In Anita Horrocks and Helen Flook’s new book, they tell a tale of a young boy with seven grandparents. Presumably the seven grandparents are a result of blended families. Most of the time, Silas enjoys having so many grandparents, but, on occasion, he feels there is not enough of him to go around. Silas is inundated with birthday cakes on his birthday, and he has four different activities planned for the July long weekend. He has seven grandparents taking care of him when he is sick. At times, he feels torn in many different directions.
The problem presented in Silas’ Seven Grandparents is that Silas’ mom and dad are going away on a business trip. Silas needs to decide with whom he will stay as all seven grandparents have extended an invitation and detailed plans for his stay. “‘I can’t stay with all grandparents at the same time!’ said Silas.”
Silas comes up with a creative solution to his dilemma, and the story concludes in a manner that is satisfying to all.
Horrocks’ text is patterned and creates a common thread that moves throughout the text. In an effort to portray the situation in a positive light, the author occasionally went too far. For instance, when Silas is faced with the problem of trying to solve his problem, “moonbeams twinkled,” and “glimmers of light tumbled all over his quilt.” What’s more, he was “wrapped in a glittering hug from his head to his toes.” To be fair, this hyperbolic language is not pervasive in the text, and most of the text flows nicely. The word choices reflect diversity of culture as the grandparents are called Nana, Gramma, Papa, Opa, Oma, Granny and Grandad. Flook's illustrations complement the theme of diversity with ethnically diverse portrayals of the aforementioned grandparents.

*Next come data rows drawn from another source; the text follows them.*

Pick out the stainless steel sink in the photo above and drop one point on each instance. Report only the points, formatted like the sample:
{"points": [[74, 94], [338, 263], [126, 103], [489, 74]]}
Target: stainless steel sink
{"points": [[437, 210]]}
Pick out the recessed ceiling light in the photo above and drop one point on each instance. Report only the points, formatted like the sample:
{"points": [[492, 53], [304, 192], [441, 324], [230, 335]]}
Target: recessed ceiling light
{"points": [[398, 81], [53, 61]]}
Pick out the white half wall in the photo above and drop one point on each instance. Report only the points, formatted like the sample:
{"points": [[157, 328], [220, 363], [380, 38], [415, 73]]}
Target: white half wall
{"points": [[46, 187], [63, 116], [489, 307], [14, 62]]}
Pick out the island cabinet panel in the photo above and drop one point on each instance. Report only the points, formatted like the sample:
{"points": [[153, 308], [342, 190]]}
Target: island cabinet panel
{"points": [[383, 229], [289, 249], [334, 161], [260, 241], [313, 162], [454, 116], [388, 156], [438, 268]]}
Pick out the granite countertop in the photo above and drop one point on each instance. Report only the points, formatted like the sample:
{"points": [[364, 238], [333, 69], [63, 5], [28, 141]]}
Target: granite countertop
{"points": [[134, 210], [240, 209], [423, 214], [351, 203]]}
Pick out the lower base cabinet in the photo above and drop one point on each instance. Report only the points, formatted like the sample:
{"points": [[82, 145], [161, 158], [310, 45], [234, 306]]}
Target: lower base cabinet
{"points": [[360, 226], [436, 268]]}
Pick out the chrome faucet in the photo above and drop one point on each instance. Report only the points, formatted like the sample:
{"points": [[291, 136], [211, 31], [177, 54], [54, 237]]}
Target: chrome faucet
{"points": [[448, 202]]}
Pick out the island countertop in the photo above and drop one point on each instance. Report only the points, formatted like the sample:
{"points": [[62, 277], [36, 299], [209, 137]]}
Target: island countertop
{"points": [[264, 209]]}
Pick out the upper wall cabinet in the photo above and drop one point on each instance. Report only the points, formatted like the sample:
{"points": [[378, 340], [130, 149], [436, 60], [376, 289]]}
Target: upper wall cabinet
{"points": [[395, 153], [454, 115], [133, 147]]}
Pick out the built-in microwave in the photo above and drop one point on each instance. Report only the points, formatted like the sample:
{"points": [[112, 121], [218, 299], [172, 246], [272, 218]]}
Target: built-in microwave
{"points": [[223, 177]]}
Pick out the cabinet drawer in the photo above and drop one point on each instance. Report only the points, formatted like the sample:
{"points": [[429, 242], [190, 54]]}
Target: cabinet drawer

The art work is busy, reflecting Silas’ busy life. The energy and activity in the art work mirror his frenetic state. This is further illustrated through the motion conveyed in the illustrations. Flook worked with mixed media, including water colours and acrylics, to create colourful illustrations.
The problematic scene with the twinkling moonbeams is not confined to the text as the pictures also include contrived personification with the inclusion of a face on the moon. This whole episode seems incompatible with the overall feel of the book, which is one of contemporary realism. We would have much preferred a firmer editorial hand that saw the elimination of this departure from the established tone of the book.
In our preparing to review the book, the story was shared with a class of grade 2 students. It was enthusiastically received, and the students particularly enjoyed the portrayal of a less-traditional family. Many of the students could see elements of their own family structures reflected in the book. They recognized the repeated element of the text and, in unison, said aloud these recognizable portions of text.
Silas’ Seven Grandparents fills a much-needed niche in that it addresses the fact that all families look different. It is also a celebration of these differences.
Leanne Ryrie teaches second grade in Winnipeg, MB, and is currently a graduate student in the Faculty of Education, the University of Manitoba.